Washington: Thousands of people are expected to pay their respects at the Supreme Court here to the late Justice Ruth Bader Ginsburg. She was a women’s rights champion, leader of the court’s liberal bloc. Ruth Bader Ginsburg was a feminist icon who died last week.
The court is closed to the public because of the coronavirus pandemic. The US capital is already consumed with talk of Ginsburg’s replacement. However, the justice’s former colleagues, family, close friends and the public will have the chance Wednesday and Thursday to pass by the casket of the second woman to serve on the Supreme Court.
Ginsburg’s flag-draped casket arrived at the court at 9.30am. It was carried into the court’s Great Hall, past her former law clerks who lined the steps. Inside, the court’s remaining eight justices were together for the first time since the building was closed in March.
Ginsburg will lie in repose for two days at the court where she served for 27 years. Before that she argued six cases for gender equality in the 1970s.
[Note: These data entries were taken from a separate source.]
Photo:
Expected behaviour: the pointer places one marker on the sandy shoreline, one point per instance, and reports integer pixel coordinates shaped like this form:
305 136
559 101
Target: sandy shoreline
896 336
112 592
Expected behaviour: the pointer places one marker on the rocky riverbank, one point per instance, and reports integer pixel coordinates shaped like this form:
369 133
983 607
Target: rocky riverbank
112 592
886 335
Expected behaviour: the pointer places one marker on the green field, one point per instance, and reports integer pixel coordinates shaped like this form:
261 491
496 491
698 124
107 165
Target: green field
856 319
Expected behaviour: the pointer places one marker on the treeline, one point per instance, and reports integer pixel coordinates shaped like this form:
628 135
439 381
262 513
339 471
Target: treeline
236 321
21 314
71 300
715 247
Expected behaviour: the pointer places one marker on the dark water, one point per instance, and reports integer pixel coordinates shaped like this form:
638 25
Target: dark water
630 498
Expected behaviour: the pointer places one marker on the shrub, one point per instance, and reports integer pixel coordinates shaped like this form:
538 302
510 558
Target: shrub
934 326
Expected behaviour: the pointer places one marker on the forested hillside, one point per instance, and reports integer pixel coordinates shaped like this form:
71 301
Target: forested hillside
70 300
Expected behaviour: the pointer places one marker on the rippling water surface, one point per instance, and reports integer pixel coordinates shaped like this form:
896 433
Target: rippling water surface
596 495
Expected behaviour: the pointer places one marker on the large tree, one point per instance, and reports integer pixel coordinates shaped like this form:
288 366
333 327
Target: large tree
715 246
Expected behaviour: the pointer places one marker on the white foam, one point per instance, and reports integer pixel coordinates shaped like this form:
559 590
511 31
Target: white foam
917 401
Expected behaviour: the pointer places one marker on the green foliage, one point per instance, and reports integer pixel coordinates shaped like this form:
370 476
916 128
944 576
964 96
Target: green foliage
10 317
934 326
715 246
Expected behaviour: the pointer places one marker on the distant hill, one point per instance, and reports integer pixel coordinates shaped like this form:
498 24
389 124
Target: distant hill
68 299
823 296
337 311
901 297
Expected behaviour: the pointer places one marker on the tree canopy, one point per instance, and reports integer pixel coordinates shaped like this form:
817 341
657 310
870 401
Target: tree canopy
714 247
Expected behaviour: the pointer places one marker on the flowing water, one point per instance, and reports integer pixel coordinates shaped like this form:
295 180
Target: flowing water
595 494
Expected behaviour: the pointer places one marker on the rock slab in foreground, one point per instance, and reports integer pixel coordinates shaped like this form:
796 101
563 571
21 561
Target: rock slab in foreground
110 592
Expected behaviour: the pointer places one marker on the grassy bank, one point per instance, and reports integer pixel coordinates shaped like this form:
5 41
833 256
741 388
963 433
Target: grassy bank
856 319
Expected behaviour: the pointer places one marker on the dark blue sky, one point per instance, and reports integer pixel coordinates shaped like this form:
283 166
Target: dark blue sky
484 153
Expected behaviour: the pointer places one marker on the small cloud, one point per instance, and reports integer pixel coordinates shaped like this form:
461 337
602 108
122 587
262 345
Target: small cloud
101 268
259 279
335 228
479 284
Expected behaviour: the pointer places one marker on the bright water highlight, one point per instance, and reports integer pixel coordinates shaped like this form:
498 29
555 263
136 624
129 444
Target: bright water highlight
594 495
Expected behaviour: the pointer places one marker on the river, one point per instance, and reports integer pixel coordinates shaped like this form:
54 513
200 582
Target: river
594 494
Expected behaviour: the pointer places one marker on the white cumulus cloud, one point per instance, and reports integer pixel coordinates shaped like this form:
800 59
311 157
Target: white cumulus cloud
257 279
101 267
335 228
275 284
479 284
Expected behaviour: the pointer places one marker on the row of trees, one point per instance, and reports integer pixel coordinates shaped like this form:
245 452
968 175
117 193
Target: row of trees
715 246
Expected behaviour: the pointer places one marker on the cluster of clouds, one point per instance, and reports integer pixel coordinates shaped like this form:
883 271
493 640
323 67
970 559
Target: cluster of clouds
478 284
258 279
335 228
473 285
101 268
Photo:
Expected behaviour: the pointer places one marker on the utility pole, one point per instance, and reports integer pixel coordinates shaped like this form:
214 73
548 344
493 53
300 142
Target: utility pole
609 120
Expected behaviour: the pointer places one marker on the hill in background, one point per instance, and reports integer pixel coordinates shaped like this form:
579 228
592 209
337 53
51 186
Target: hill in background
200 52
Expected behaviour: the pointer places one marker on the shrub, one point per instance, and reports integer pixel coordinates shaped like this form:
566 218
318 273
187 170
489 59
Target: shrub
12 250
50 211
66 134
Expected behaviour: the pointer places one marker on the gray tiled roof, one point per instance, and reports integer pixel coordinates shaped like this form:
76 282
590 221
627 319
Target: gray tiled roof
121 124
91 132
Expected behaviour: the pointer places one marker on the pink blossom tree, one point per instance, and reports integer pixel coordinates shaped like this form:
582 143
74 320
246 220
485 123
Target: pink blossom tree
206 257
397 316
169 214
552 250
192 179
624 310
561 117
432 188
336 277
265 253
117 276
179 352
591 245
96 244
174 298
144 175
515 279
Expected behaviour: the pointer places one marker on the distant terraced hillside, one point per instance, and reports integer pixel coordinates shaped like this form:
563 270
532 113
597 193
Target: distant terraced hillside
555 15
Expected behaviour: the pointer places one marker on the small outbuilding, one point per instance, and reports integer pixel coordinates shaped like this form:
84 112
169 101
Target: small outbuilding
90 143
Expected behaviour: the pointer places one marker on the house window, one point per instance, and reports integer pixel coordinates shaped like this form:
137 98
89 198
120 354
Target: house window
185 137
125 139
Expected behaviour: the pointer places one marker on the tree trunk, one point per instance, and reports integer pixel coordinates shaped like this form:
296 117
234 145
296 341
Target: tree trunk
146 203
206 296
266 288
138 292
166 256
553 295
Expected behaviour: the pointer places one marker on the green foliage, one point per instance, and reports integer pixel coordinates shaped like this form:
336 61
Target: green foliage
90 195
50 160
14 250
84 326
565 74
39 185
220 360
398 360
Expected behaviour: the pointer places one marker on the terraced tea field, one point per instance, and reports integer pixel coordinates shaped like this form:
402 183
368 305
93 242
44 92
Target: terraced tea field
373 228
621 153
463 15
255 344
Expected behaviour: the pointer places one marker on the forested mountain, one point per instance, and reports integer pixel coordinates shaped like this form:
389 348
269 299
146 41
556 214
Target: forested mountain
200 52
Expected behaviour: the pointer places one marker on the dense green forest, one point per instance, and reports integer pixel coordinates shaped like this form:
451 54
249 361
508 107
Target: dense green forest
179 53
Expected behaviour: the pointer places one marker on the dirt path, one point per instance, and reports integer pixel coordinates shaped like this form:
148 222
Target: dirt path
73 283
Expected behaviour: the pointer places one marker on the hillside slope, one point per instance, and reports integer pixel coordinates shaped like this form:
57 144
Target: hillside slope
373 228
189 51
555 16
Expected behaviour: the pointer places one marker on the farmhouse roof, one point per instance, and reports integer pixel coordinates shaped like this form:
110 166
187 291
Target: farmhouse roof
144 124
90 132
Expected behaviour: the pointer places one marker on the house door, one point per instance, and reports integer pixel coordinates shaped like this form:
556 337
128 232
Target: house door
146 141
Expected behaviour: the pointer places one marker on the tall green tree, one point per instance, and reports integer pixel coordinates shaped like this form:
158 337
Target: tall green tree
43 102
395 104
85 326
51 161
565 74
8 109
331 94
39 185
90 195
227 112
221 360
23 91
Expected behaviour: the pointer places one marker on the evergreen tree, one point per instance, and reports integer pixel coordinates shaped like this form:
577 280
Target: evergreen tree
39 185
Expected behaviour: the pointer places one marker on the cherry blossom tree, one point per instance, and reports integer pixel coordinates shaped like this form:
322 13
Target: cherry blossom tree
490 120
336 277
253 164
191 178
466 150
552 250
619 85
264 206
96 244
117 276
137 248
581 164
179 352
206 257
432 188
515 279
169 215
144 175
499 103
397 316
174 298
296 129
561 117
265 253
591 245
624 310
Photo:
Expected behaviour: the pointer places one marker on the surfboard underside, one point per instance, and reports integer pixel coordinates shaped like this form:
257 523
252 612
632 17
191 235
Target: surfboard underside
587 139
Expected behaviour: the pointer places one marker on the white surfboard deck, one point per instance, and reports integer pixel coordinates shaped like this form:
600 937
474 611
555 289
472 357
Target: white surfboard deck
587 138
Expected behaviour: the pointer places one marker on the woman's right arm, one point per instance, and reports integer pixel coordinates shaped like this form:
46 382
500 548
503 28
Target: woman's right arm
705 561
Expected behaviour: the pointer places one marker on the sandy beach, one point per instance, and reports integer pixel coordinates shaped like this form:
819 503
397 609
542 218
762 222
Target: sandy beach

Nearly 200 members of the public had gathered to pay their respects by early morning, intermingling with dog walkers and joggers who cut through the crowd. At the front of the crowd were attorneys Cara Stewart and Jenny Beene-Skuban, who drove overnight from the Cincinnati area to be there.
“I felt like I had to be here,” said Stewart, a public-interest lawyer from Martin, Kentucky. “What moves me more is her career before the court. Using the courts for justice and being successful – that’s not easy to do,” Stewart added.
Beene-Skuban, of Cincinnati, said Ginsburg’s career blazed trails for women who came after her. “We’re here to recognise the shoulders we’re standing on,” she said.
Following a private ceremony Wednesday in the court’s Great Hall, Ginsburg’s casket will be moved outside the building. It will be placed at the top of the court’s front steps so that public mourners can pay their respects in line with public health guidance for the pandemic.
Since her death Friday evening, people have been leaving flowers, notes, placards and all manner of Ginsburg paraphernalia outside the court in tribute to the woman who became known in her final years as the ‘Notorious RBG’. Court workers cleared away the items and cleaned the court plaza and sidewalk in advance of Wednesday’s ceremony.